Bien que Jean-Marc Falcone, directeur général de la Police nationale, ait condamné les manifestations en uniforme, les forces de l'ordre ont reconduit leur manifestation. Dans quelle situation les pouvoirs publics se trouvent-ils alors ? Du point de vue de l'Etat, peut-on craindre que certains corps répondent de moins en moins bien aux décisions ?

Paul-François Paoli : Rien n'est prévisible dans ce domaine et on ne peut rien exclure. L'idéologie étatique qui répand la bonne parole républicaine tend à suspecter les Français de "populisme". Comme l'a montré le juriste Jean-Louis Harouel dans son essai L'Etat contre le peuple (Desclée de Brouwer), l'Etat donne parfois l'impression de surveiller les citoyens plutôt que de combattre les voyous et les criminels.

Xavier Raufer : Les présentes avancées-reculades trahissent l'impuissance. On commence par montrer les dents ("sanctions", "conseil de discipline", etc.) mais comme en face ça tient, ça résiste, comme la mobilisation se renforce, on cède, on parle d'apaisement. Car les policiers de base se sentent un peu lâchés par leurs syndicats, dont plusieurs sont dans la connivence avec le cabinet-ministre, plus que dans la défense de leurs bases. Donc dans la phase reculade, qui débute, le ministère lâchera un peu d'argent, des concessions d'horaires, et ça s'arrêtera sans doute là. Après quoi, les ministres de l'Intérieur et de la Justice compteront les jours en adressant aux cieux de fébriles prières, pour que nul attentat majeur, nul sanglant guet-apens de racailles, nulle émeute policière violente, n'advienne d'ici le printemps 2017. Moment d'une élection présidentielle qui, on le voit aujourd'hui, les renverra sans doute à leurs chères études. Au grand soulagement des fonctionnaires du continuum police-justice-pénitentiaire.

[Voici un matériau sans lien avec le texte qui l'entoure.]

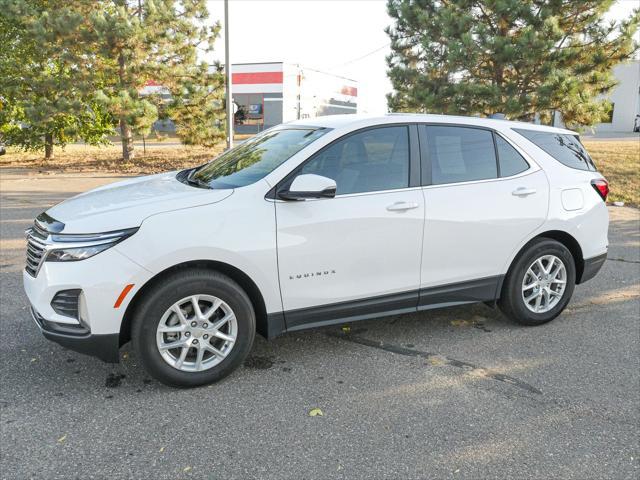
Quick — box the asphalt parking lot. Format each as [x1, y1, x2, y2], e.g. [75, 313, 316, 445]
[1, 170, 638, 480]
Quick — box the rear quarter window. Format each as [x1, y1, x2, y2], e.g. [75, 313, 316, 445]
[513, 129, 597, 172]
[495, 135, 529, 177]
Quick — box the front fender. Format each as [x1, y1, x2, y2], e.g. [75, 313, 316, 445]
[114, 187, 282, 314]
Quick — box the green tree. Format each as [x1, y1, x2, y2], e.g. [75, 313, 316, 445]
[167, 62, 226, 147]
[84, 0, 224, 161]
[0, 0, 113, 159]
[386, 0, 639, 127]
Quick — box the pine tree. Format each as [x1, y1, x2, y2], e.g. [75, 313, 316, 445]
[0, 0, 113, 159]
[386, 0, 639, 127]
[166, 61, 226, 147]
[84, 0, 225, 161]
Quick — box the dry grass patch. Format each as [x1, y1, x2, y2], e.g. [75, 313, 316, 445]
[1, 143, 224, 175]
[1, 134, 254, 175]
[583, 141, 639, 207]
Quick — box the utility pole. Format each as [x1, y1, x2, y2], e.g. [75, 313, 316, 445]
[224, 0, 233, 149]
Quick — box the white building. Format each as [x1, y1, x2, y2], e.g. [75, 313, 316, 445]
[231, 62, 358, 134]
[592, 61, 640, 134]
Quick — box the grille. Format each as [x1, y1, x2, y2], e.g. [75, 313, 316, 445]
[25, 226, 48, 277]
[32, 222, 48, 240]
[51, 289, 81, 319]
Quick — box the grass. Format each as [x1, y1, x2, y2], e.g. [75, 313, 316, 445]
[583, 141, 639, 207]
[1, 139, 638, 206]
[0, 133, 255, 175]
[1, 143, 225, 175]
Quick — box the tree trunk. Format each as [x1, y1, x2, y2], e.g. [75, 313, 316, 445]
[117, 47, 134, 161]
[120, 118, 134, 161]
[44, 133, 54, 160]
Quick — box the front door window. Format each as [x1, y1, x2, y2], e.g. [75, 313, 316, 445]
[299, 126, 410, 195]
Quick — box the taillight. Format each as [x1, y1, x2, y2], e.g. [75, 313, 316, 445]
[591, 179, 609, 202]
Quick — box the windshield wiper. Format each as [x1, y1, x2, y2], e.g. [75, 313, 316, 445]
[185, 168, 212, 189]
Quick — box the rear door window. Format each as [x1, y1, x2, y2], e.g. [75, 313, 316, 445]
[425, 126, 497, 185]
[513, 129, 596, 171]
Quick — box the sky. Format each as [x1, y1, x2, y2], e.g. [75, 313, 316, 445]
[206, 0, 639, 115]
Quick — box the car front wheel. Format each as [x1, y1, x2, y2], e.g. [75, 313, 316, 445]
[499, 238, 576, 326]
[132, 269, 255, 387]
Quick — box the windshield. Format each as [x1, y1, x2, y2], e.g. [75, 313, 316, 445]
[192, 127, 329, 188]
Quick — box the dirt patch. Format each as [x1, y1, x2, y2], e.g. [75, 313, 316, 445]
[243, 356, 274, 370]
[105, 373, 126, 388]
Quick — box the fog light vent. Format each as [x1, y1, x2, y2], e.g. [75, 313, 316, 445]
[51, 289, 82, 319]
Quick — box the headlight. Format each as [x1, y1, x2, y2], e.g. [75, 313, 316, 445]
[45, 228, 138, 263]
[46, 243, 115, 262]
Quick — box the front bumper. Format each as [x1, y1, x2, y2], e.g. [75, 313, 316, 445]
[30, 307, 120, 363]
[23, 247, 152, 363]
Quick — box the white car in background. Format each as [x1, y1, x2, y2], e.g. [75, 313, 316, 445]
[23, 114, 609, 387]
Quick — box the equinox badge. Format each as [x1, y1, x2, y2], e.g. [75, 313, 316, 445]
[289, 270, 336, 280]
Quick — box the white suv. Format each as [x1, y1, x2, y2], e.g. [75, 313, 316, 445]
[24, 114, 609, 387]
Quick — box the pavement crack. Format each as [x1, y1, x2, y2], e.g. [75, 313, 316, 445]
[607, 257, 640, 264]
[327, 331, 542, 395]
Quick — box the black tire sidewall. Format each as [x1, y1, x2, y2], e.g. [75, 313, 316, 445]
[502, 239, 576, 326]
[132, 270, 255, 387]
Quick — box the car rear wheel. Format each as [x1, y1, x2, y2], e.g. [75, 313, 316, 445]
[132, 269, 255, 387]
[499, 239, 576, 326]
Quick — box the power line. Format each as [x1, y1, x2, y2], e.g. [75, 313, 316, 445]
[327, 42, 391, 70]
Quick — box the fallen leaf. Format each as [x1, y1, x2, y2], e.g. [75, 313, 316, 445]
[159, 446, 165, 453]
[450, 320, 472, 327]
[30, 358, 37, 363]
[309, 407, 323, 417]
[469, 368, 487, 378]
[183, 466, 192, 473]
[341, 325, 351, 334]
[427, 356, 445, 366]
[57, 434, 67, 443]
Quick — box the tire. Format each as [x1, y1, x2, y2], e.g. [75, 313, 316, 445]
[131, 269, 255, 387]
[498, 238, 576, 326]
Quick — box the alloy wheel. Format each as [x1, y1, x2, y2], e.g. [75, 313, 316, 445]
[521, 254, 567, 314]
[156, 294, 237, 372]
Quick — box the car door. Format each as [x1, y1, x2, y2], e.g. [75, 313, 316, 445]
[418, 124, 549, 307]
[274, 124, 425, 330]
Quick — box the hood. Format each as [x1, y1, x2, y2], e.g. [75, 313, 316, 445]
[45, 172, 233, 233]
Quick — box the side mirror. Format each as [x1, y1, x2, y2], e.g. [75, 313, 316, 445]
[278, 174, 337, 201]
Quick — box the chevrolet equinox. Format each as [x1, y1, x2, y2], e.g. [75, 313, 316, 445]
[24, 114, 609, 387]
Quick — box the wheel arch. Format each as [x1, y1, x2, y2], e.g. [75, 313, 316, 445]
[507, 230, 585, 285]
[119, 260, 272, 346]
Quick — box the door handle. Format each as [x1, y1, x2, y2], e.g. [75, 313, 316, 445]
[512, 187, 537, 197]
[386, 201, 419, 211]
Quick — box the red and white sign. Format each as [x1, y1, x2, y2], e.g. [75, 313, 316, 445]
[232, 63, 283, 94]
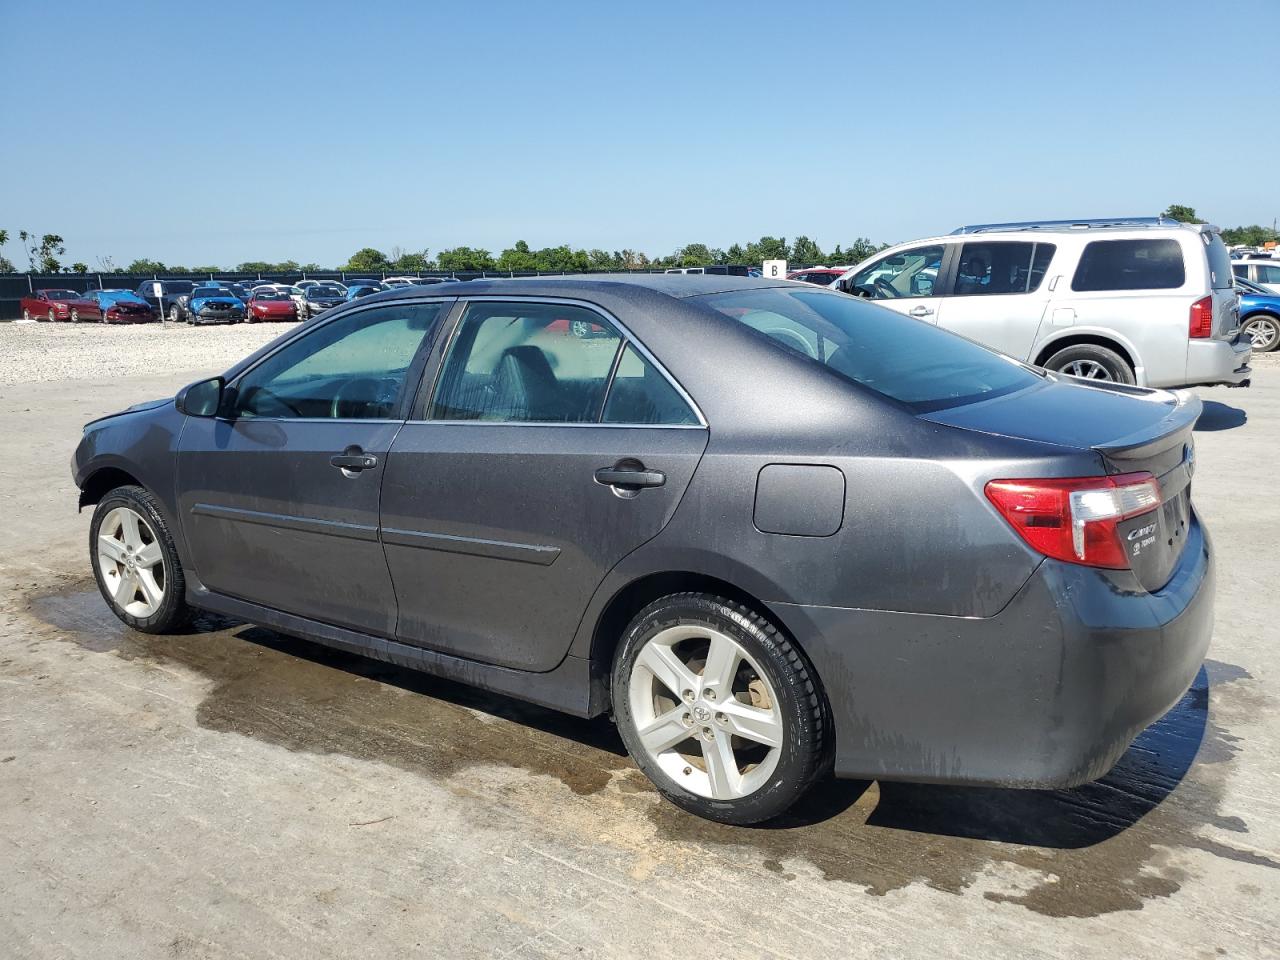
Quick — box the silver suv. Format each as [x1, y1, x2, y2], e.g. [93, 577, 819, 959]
[835, 217, 1251, 388]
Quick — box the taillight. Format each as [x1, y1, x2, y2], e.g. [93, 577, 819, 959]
[1189, 295, 1213, 338]
[985, 473, 1161, 569]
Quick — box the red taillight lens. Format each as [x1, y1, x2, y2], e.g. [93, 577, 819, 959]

Si la population perçoit cette défaillance dans l'autorité de l'Etat, comment cela pourrait-il se traduire électoralement ? Peut-on s'attendre à une demande accrue de radicalité voire d'autoritarisme, comme avait déjà pu le montrer un sondage Ifop pour Atlantico selon lequel 40% des Français seraient favorables à l'arrivée d'un pouvoir politique autoritaire ? (voir ici

Vincent Tournier : Ce résultat ne doit pas être minimisé. D’autres enquêtes ont déjà montré qu’il y a, dans l’opinion, une demande d’autorité, notamment dans les milieux populaires. Cette enquête confirme donc qu’il existe un profond malaise. Les gens sont désarçonnés par les évolutions auxquelles ils assistent. Ils ont le sentiment d’avoir de moins en moins de prise sur le pouvoir politique. C’est la conséquence de ce que les spécialistes ont appelé la "gouvernance". Ce terme désigne le fait que les mécanismes de décision suivent aujourd’hui un cheminement plus complexe que dans le passé. Aujourd’hui, il n’y a plus un centre unique de décision, mais plusieurs, avec une imbrication du niveau local, du niveau national et du niveau européen, voire international, sans oublier le rôle plus important de la société civile. Les tribunaux, qu’ils soient nationaux ou internationaux, exercent aussi des contraintes plus fortes sur les gouvernements, lesquels ont moins de marge de manœuvre. Le problème est que, dans ce nouveau mécano, l’électeur est perdu, ce qui est logique. Qui peut prétendre avoir compris le fonctionnement de l’Union européenne ? Qui s’y retrouve dans la décentralisation en France, avec sa ribambelle de réformes toutes plus complexes les unes que les autres ? Plus grave encore : dans le système politique actuel, qui devient responsable des décisions ? Qui faut-il blâmer lorsqu’on est mécontent de sa situation ? Cette crise des repères intervient dans un contexte de mondialisation et "d’insécurité culturelle" qui aggrave les inquiétudes en incitant à se demander si la démocratie est un système suffisamment protecteur.